The ad was neither here nor there when it came to sales, which were slow.  Our most invested customers seemed to be interested in the automatic paging function of the device.  We had done a rudimentary paging feature because the chipset in the YoYo included modem functionality… it was, in fact, another modem product I worked on… which allowed us to dial out and communicate with paging services.

The initial feature would just send a number, but on getting feedback we expanded that to support different options, including the ability to send MDMF information to pagers that supported text data.

In addition, we had a few customers who really like the ability to use the dialer integration to contact manager apps to log calls for business purposes.  We ended up honing that feature as well.

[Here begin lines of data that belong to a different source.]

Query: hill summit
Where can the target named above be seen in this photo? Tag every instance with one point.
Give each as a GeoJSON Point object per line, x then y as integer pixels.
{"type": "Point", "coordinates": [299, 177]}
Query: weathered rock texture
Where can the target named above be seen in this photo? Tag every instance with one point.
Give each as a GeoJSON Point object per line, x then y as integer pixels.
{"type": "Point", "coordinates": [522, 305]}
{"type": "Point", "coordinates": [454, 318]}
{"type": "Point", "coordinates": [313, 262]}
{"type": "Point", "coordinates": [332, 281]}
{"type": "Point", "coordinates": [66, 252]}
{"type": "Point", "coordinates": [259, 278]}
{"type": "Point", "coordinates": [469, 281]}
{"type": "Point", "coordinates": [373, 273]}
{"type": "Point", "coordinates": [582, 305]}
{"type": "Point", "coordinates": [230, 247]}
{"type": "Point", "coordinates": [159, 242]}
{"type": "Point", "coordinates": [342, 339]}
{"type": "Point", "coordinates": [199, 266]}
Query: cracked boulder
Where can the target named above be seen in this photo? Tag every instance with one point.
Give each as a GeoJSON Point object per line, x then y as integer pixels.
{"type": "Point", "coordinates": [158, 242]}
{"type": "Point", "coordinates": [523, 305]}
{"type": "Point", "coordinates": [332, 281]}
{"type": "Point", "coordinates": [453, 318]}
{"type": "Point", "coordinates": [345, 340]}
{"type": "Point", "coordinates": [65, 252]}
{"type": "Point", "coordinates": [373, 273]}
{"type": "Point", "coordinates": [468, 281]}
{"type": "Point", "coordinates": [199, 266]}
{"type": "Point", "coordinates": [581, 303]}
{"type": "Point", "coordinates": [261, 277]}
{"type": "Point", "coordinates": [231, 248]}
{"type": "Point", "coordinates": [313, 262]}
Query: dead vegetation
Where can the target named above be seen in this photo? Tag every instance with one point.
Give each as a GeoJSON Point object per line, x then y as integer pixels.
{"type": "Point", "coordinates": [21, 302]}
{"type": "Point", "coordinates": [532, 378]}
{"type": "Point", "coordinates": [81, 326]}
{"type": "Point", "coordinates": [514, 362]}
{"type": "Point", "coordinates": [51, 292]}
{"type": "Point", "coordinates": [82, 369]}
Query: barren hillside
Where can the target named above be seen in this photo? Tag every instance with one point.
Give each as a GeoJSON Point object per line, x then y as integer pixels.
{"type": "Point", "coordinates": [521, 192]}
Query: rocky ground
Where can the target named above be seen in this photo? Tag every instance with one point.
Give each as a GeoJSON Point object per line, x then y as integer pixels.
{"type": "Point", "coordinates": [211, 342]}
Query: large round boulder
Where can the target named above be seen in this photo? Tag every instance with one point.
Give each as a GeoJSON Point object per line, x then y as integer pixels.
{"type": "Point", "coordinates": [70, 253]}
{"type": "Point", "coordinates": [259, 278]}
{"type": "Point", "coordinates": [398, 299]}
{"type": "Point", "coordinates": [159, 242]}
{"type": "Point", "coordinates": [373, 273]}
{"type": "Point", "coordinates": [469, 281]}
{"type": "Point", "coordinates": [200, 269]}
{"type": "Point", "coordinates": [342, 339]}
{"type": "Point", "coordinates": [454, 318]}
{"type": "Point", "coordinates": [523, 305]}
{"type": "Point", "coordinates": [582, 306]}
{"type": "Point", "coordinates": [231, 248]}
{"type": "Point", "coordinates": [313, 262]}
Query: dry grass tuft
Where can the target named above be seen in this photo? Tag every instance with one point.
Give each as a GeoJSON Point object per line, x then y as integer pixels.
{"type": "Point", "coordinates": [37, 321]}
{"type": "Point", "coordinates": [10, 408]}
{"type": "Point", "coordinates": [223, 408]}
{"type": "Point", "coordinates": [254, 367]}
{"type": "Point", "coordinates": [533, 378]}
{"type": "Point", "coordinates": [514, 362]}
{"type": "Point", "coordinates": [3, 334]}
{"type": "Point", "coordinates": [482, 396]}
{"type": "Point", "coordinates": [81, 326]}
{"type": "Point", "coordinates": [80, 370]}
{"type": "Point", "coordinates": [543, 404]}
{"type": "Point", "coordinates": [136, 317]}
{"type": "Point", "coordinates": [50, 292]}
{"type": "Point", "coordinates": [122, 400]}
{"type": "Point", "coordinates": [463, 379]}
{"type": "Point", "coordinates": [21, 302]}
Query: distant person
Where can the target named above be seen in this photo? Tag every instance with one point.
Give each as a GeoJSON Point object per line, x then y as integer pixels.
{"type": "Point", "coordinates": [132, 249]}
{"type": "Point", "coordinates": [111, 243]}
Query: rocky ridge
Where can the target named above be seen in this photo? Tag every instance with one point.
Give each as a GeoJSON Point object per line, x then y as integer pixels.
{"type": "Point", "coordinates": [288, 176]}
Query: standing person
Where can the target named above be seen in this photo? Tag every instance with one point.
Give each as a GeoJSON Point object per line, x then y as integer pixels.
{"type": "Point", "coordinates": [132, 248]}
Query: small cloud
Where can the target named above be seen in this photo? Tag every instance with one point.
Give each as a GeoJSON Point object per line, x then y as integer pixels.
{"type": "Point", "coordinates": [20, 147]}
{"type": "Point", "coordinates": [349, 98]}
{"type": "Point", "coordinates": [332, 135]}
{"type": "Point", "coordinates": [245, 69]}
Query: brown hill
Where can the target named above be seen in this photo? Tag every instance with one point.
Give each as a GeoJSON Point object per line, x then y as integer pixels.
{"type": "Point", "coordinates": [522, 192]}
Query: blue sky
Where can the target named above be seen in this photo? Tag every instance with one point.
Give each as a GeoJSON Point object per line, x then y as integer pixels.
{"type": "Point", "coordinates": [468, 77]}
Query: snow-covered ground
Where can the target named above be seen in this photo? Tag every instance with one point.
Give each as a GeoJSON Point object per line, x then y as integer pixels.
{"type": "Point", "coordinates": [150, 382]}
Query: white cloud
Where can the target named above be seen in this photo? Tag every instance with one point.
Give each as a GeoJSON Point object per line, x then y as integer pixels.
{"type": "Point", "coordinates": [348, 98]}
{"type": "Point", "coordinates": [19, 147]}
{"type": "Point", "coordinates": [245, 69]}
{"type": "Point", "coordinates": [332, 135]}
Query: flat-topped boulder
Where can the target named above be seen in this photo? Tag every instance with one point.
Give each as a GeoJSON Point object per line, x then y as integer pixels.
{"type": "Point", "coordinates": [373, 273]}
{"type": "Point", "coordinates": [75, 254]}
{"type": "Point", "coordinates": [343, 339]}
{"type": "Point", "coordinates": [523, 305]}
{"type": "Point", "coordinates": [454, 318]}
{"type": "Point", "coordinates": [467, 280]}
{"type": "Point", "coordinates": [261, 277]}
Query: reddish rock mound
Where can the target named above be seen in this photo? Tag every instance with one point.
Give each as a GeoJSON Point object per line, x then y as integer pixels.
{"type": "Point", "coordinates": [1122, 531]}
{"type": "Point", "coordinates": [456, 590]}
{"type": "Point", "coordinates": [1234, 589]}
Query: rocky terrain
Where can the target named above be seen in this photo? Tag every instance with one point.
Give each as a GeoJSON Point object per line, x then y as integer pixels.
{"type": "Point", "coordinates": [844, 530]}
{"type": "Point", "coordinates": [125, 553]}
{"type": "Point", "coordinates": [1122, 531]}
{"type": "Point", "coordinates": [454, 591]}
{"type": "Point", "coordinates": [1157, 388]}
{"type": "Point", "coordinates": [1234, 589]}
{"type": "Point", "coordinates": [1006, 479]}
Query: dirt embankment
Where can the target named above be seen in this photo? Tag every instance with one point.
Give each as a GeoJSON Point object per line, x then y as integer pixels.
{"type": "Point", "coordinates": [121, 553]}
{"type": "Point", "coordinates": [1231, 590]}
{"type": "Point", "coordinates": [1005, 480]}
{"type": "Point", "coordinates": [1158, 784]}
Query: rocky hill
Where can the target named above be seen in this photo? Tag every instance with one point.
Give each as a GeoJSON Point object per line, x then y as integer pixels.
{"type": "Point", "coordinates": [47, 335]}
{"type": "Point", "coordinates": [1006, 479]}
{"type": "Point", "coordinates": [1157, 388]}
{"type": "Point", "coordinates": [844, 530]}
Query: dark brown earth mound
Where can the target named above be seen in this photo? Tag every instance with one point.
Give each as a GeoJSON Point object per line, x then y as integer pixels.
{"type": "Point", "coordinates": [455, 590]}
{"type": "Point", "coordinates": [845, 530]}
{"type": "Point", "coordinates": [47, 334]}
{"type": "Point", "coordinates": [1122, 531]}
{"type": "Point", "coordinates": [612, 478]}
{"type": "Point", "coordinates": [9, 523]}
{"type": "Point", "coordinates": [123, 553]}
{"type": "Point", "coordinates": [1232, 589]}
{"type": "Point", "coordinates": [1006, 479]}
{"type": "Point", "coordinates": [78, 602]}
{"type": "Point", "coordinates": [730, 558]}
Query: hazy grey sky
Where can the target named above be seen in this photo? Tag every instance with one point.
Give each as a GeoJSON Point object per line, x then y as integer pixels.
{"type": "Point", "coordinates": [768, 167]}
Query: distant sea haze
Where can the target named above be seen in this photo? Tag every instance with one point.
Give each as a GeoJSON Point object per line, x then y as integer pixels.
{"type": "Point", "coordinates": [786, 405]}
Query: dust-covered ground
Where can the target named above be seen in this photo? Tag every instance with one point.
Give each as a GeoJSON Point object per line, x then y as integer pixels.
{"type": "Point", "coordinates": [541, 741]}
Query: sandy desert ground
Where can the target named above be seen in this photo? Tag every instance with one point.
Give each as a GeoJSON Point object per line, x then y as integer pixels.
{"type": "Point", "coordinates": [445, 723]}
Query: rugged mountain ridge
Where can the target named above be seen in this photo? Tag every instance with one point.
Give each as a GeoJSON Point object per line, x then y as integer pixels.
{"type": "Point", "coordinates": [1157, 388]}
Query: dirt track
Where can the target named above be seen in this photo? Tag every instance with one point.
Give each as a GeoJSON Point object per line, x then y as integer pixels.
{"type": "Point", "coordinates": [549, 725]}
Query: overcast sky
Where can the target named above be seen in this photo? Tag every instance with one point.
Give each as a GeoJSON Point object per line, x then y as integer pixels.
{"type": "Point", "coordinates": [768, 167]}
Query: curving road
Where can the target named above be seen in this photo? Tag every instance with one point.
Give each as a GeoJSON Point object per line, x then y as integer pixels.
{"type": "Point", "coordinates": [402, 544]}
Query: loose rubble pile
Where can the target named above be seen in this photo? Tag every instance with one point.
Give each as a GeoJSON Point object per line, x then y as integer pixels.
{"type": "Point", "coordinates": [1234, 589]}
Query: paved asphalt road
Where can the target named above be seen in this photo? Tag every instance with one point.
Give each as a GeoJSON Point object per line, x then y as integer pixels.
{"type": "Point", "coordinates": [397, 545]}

But the audience for the YoYo… seemed to be pretty small.  Our big moment of hope came when we received a huge order from Incredible Universe, the Tandy Corporation… owners of Radio Shack… attempting to get into the big box electronics store business, which was a thing in the 90s.

Then they filed for bankruptcy, which meant not getting paid for their order.  Then, slowly but surely, deliveries of YoYo, returned to us, showing up in dribs and drabs.

The YoYo was not a success.  Like a lot of niche products, it had a small user base that really liked its features, but never found any broad appeal.  There was a special version that was built for US West, one of the regional Bell operating companies that came out of the breakup of AT&T in the 1980s, that had a specific feature set tailored to their needs.  That was after I had been let go, so I never knew much about that deal.

But none of this mattered.  This was but a minor set back.  This was a skirmish in the larger campaign.  We were on our way to launch the killer product for residential ISDN, which was the post-modem future.  Our ISDN product, the Boogie Board, would do all that the YoYo did and more.

Which means that next time I need to get into the complete collapse of residential ISDN as a viable market in the United States, a tale of bad timing, bad training, and corporate greed.

As for my former co-worker mentioned at the outset of this post… he agreed.  We had the talent to do so many things in that era where dotcom money was flowing like water, and we chose to go with the YoYo.